Kürdistan Bölge Yönetimi'nin (KYB) başkenti Erbil'de bulunduğum son gün, son Amerikan askerlerinin Irak'tan ayrıldığı güne rastladı.
ABD işgalinin son bulmasından sonra Irak'ta ne olacak? Bugünlerde en çok sorulan soru, bu. Erbil'den bakınca şimdilik iki Irak var. Biri, devlet içinde bir devlet: Erbil, Dohuk ve Süleymaniye vilayetlerinden oluşan, Musul ile Kerkük üzerinde hak iddia eden Kürdistan bölgesi. Diğeri, Sünni ve Şii Arapların güç mücadelesine sahne olan diğer 13 vilayet.

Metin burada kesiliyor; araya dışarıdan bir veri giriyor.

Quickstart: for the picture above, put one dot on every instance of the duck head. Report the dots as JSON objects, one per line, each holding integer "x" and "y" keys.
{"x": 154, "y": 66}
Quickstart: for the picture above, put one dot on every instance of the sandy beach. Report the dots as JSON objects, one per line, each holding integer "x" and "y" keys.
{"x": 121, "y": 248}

KBY ile başlayalım: Irak Kürtleri 1991'de Körfez Savaşı ertesinde Saddam Hüseyin diktatörlüğüne karşı ayaklandılar ve Batılı müttefiklerin (bu arada Türkiye'nin) sağladığı koruma altında fiili bağımsızlık elde ettiler. ABD'nin 2003'te Irak'ı işgal etmesinden sonra kabul edilen Geçici Yönetim Kanunu, Irak'ı federal bir devlet olarak tanımladı ve Kürdistan'ın özerk bölge statüsünü tanıdı. 2005'te kabul edilen Irak Anayasası da bu statüyü teyit etti. KBY, Kürt çoğunluklu oldukları iddiasıyla, Kerkük ve Musul vilayetlerini de sınırlarına dâhil etmek istiyor. En zengin petrol rezervleri buralarda. Özerklik isteyen Türkmen, Süryani ve Arapların da yaşadığı bu vilayetlerin nihai statüsünü belirleyecek referandumlar beklemede.

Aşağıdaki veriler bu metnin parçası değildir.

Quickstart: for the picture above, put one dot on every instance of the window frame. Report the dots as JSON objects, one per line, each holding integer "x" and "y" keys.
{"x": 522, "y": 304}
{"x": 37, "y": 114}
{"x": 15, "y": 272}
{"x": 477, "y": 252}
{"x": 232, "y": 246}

KBY bugün için Ortadoğu'daki belki görece en özgür ve çoğulcu rejime sahip. 2009'da yapılan son seçimlerde meclisteki 111 sandalyenin çoğunu, bölge başkanı Mesut Barzani'nin Kürdistan Demokrat Partisi ile Irak Cumhurbaşkanı Celal Talabani'nin Kürdistan Yurtseverler Birliği'nin ortak listesi kazandı. Bölgeyi bu iki partinin koalisyonu yönetiyor. Barzani ve Talabani'nin birlikte fotoğrafları ve KBY bayrağı hemen her yerde. Mecliste ana muhalefeti temsil eden Değişim (Goran) grubunun 25, Reform grubunun 13 sandalyesi var; Türkmenler 5, Hıristiyanlar (Keldaniler ve Ermeniler) 4 sandalye ile temsil ediliyor. KBY'nin büyük sorunu, ekonomisinin hemen tamamen petrol gelirleriyle finanse edilen ithalat ve inşaata dayanması. Bölgeden bir yazar durumu iyi özetliyor: "Her şey çoğunlukla Türkiye'den ithal ediliyor. Beş yıldızlı oteller inşa ediyoruz, ama tek bir düzgün hastanemiz bile yok..." (Financial Times, 8 Aralık). Sanayide ve tarımda üretime yatırım yapılmadığı takdirde, bölgenin ne ekonomisini ne de demokrasisini geliştirme imkânı bulacağı muhakkak.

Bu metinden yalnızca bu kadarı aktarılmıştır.